Bruner, Stratton, and four other survivors found themselves trapped aboard the burning Arizona, unable to abandon the ship. Smoke and fire consumed the vessel while the five desperately tried to escape. If not for the heroic action of a crewman aboard USS Vestal (AR-4), tied up alongside Arizona, they never would have escaped before she sunk. Vestal crew member Joe George was ordered to sever the lines connecting the repair ship to Arizona, but he spotted the frantic five trying to escape.

Joe George

Joe George

Had he followed orders, it’s likely the Lauren Bruner—who suffered burns over 70% of his body—and his four shipmates would have died. Instead, George threw a line across, giving them a means to escape. Bruner was later transported to the hospital ship USS Solace (AH-5), where he remained until early 1942, at which point he returned to the mainland.

Resilient and eager to return to serving his nation, Lauren Bruner wasted no time rejoining the fight. Until the end of the war in 1945, Bruner served aboard the destroyer USS Coghlan (DD-606) and was present for eight major engagements defending the Aleutian Islands and seven operations in the South Pacific.

 

 

Lauren Bruner’s Life After the War

Like many other Pearl Harbor survivors, when Bruner returned home from war, his nightmares weren’t about what he saw in the Pacific during the brutal conflict; they were about one Sunday morning in Hawaii: December 7, 1941.

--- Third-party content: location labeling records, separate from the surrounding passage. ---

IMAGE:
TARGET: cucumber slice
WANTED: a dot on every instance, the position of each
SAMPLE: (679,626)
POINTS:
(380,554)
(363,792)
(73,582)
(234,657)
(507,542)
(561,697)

He recalled suffering years of nightmares and the smell of his shipmates burning rarely left his mind. It wasn’t a topic he enjoyed discussing, but he spent many years reliving the events of that day, feeling as if it were his duty to keep the memory fresh. It was only with the release of his book Second to the Last to Leave USS Arizona that he partially closed that chapter, and thereafter he requested not have to answer additional questions or take part in further discussions about the attack.

There was always a table for Lauren Bruner at Smiths Union Bar in Honolulu

There was always a table for Lauren Bruner at Smith’s Union Bar in Honolulu

For the rest of his days, Lauren Bruner worked tirelessly to preserve the importance of the past. He regularly returned to Honolulu for the annual Pearl Harbor Day commemorations, always making a point to stop in at Smith’s Union Bar, a favorite hangout for the men of USS Arizona. Of his many accomplishments throughout post-World War II life, one of his greatest was ensuring the man who saved him, Joe George, was properly honored. Since he had disregarded a direct order to sever the lines, George never received any commendation for saving six lives. With the help of Bruner, Stratton, and other Arizona survivors, George finally posthumously received recognition for his heroic acts.

Lauren Bruner also launched his “Dream Gift to America,” a platform to raise money for a touchscreen kiosk to be installed at the Pearl Harbor National Memorial. Once operational, the kiosk will display information and an image of each of th 1,512 crew members of USS Arizona. He also established the Lauren F. Bruner USS Arizona Memorial Foundation, as a means of honoring the battleship’s crew and assisting military families across the country.

Lauren Bruner requested to have his ashes interred in the wreckage of the Arizona, to join the shipmates who perished in the attack on Pearl Harbor and those who have passed on in the years since.